Apago el receptor y agarro la mano de Minny. Nos quedamos así, mi amiga contemplando una polilla posada en la pared y yo mirando ese trozo de jamón rojo que se seca en la sartén.

Minny tiene una mirada solitaria como nunca antes había visto en sus ojos.

—¡Ojalá Leroy estuviera en casa! —susurra.

Creo que es la primera vez que se pronuncian esas palabras en esta casa.

Durante varios días, Jackson, Misisipi, es como una olla a punto de estallar. En la tele de Miss Leefolt puedo ver una muchedumbre de gente de color manifestándose por High Street el día después del funeral de Medgard Evers. Hay trescientos detenidos. En los periódicos negros dijeron que miles de personas acudieron al sepelio, pero que se podía contar a los blancos con los dedos de una mano. La policía sabe quién ha sido, pero no dicen el nombre.

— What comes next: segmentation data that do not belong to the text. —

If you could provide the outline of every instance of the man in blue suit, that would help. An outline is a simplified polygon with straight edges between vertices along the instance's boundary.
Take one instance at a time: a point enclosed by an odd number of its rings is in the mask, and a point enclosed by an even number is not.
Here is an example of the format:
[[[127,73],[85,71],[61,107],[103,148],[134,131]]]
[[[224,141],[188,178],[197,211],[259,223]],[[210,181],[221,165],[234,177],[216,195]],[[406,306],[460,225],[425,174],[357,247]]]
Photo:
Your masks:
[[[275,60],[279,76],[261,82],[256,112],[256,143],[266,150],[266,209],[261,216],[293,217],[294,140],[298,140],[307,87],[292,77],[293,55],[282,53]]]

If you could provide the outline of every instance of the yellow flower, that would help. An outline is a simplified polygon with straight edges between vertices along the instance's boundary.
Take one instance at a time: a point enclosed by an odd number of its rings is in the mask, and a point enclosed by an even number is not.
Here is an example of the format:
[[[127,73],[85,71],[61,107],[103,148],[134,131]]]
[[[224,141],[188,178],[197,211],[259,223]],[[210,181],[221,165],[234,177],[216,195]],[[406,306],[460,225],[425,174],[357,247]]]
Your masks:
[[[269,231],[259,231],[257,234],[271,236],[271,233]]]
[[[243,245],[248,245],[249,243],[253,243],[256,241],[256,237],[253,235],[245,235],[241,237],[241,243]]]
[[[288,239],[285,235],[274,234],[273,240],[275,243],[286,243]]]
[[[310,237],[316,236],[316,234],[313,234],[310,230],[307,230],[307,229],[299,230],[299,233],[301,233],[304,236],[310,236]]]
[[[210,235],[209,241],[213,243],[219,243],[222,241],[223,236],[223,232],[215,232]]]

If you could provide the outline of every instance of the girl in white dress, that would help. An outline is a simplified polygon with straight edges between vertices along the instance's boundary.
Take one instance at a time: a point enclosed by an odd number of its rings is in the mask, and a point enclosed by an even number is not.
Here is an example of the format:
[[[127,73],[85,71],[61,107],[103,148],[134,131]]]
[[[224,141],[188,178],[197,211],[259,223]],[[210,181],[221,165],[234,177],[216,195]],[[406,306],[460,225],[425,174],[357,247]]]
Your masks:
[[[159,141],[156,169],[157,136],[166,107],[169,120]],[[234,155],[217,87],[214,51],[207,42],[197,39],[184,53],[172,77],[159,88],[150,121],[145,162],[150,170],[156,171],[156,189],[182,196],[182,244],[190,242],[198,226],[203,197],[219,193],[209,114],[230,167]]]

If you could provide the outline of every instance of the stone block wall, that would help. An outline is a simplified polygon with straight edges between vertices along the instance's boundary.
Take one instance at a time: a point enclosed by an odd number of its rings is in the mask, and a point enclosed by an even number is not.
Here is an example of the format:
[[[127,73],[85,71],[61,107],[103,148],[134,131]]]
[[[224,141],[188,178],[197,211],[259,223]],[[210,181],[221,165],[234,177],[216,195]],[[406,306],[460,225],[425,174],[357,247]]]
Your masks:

Me entero de que la familia Evers ha decidido no enterrar a Medgar en Misisipi. Su cuerpo irá a descansar a Washington, al cementerio de Arlington. Estoy segura de que Myrlie estará orgullosa. Tiene motivos. Pero me gustaría que estuviera aquí, cerca de nosotros. En los periódicos leo que hasta el presidente de Estados Unidos le ha pedido al alcalde Thompson que se tome las cosas en serio. Que forme una comisión con blancos y negros que empiece a arreglar las cosas por aquí. Pero el alcalde Thompson le respondió al mismísimo presidente Kennedy: «No pienso formar un comité birracial. No nos engañemos. Yo creo en la separación de razas, y así serán las cosas».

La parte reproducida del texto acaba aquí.